# Older Citizen - Date Of Build?



## largon (Sep 14, 2008)

I have an old Citizen watch of which I know it is _atleast_ 20 years old. I would be interested to know the exact year when it was made. Can anyone help me?












There are _two_ strings that I could find on the watch similar to Citizen's current model numbers but I couldn't find anything referring to such strings.
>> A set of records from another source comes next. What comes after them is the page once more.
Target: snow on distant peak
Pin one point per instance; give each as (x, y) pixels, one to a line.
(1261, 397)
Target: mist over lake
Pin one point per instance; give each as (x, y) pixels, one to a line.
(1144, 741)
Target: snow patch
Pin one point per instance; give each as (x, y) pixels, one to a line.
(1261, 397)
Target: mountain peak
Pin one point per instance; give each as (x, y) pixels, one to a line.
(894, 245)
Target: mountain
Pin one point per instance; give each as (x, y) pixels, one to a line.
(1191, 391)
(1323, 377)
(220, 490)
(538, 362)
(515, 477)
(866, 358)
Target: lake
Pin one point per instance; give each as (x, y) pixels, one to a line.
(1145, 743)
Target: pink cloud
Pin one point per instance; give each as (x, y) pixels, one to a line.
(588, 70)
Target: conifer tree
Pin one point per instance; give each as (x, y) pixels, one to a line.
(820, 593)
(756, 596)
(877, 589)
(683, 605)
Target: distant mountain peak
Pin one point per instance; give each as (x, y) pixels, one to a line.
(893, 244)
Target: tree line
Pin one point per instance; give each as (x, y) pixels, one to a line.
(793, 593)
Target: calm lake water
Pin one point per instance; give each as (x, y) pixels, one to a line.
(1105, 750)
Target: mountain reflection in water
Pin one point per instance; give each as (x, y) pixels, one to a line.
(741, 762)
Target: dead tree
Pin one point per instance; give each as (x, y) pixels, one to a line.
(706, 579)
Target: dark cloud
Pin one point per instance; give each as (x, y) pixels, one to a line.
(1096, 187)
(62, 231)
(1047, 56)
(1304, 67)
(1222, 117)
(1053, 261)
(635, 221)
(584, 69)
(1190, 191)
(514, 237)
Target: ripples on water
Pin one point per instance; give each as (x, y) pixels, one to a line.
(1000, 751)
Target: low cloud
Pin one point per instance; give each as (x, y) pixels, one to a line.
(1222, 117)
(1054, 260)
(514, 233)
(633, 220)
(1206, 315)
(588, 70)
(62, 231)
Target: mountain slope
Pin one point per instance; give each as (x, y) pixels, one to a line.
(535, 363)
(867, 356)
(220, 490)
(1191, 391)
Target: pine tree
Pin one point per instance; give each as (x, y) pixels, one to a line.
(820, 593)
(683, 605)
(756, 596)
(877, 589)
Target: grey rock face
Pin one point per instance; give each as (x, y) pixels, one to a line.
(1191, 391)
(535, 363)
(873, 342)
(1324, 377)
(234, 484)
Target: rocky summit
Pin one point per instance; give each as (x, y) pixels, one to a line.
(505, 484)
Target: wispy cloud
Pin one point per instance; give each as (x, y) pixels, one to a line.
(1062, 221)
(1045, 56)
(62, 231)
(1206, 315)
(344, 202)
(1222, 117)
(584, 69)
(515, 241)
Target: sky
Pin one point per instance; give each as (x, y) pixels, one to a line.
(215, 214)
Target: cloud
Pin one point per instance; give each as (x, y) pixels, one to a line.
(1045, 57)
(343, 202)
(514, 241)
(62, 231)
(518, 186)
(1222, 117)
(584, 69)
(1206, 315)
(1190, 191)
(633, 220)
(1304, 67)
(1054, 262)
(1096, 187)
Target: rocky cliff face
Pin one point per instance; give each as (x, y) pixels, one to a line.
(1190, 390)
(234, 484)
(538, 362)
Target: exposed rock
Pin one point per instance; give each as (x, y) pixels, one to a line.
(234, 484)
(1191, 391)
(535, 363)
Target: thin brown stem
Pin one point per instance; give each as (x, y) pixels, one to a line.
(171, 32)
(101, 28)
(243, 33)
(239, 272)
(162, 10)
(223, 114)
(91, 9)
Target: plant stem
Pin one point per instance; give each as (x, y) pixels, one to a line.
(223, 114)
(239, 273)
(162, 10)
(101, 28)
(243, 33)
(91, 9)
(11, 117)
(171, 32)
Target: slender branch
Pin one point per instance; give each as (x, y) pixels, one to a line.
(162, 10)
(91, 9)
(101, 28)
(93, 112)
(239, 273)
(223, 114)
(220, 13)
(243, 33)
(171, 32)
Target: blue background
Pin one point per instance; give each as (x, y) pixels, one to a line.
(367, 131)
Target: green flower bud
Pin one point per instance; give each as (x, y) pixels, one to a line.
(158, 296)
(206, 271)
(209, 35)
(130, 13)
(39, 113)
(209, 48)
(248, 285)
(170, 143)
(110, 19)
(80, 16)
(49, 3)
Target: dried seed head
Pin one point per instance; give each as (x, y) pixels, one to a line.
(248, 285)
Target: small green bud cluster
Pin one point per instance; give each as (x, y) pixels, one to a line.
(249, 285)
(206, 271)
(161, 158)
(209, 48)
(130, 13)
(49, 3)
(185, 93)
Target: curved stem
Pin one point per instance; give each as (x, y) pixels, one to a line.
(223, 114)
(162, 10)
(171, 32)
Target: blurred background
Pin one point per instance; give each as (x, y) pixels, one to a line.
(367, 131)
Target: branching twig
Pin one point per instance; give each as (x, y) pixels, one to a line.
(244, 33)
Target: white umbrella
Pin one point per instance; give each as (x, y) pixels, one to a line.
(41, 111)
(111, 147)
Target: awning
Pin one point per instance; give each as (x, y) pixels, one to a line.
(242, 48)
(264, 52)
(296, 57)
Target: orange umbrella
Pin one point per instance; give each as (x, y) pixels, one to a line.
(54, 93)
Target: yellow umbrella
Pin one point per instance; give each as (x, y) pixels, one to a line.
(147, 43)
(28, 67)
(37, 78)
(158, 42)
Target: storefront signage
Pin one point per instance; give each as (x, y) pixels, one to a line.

The string on the edge of the face reads: P020-083072 KA










And the backplate: P020-085299 HA










Yeah, it is quite badly corroded, scratched and beat - but I like it nevertheless.

:lol:


----------



## largon (Sep 14, 2008)

Nobody?

:\


----------



## thunderbolt (May 19, 2007)

Welcome to :rltb: Don't worry if nobody has answered your question yet, with a worldwide membership and day jobs etc. not everyone will be logged on. I'm sure one of our knowledgable members will be along soon and give you an idea of the date. Not a clue myself.


----------



## largon (Sep 14, 2008)

Thanks for the welcome.

=)

I was just worried my question might never be answered as the thread has been up for _2 weeks now_ and there's quite a lot of views already.


----------



## jasonm (Nov 22, 2003)

Sorry Largon, but there is no easy way to date Citizens by the movement or model numbers, you could try Citizen themselves though.....


----------



## thunderbolt (May 19, 2007)

largon said:


> Thanks for the welcome.
> 
> =)
> 
> I was just worried my question might never be answered as the thread has been up for _2 weeks now_ and there's quite a lot of views already.










Never looked at the date when the topic was posted, I blame the Government damn fine Chardonay that's going down too well for my wee faux pas.


----------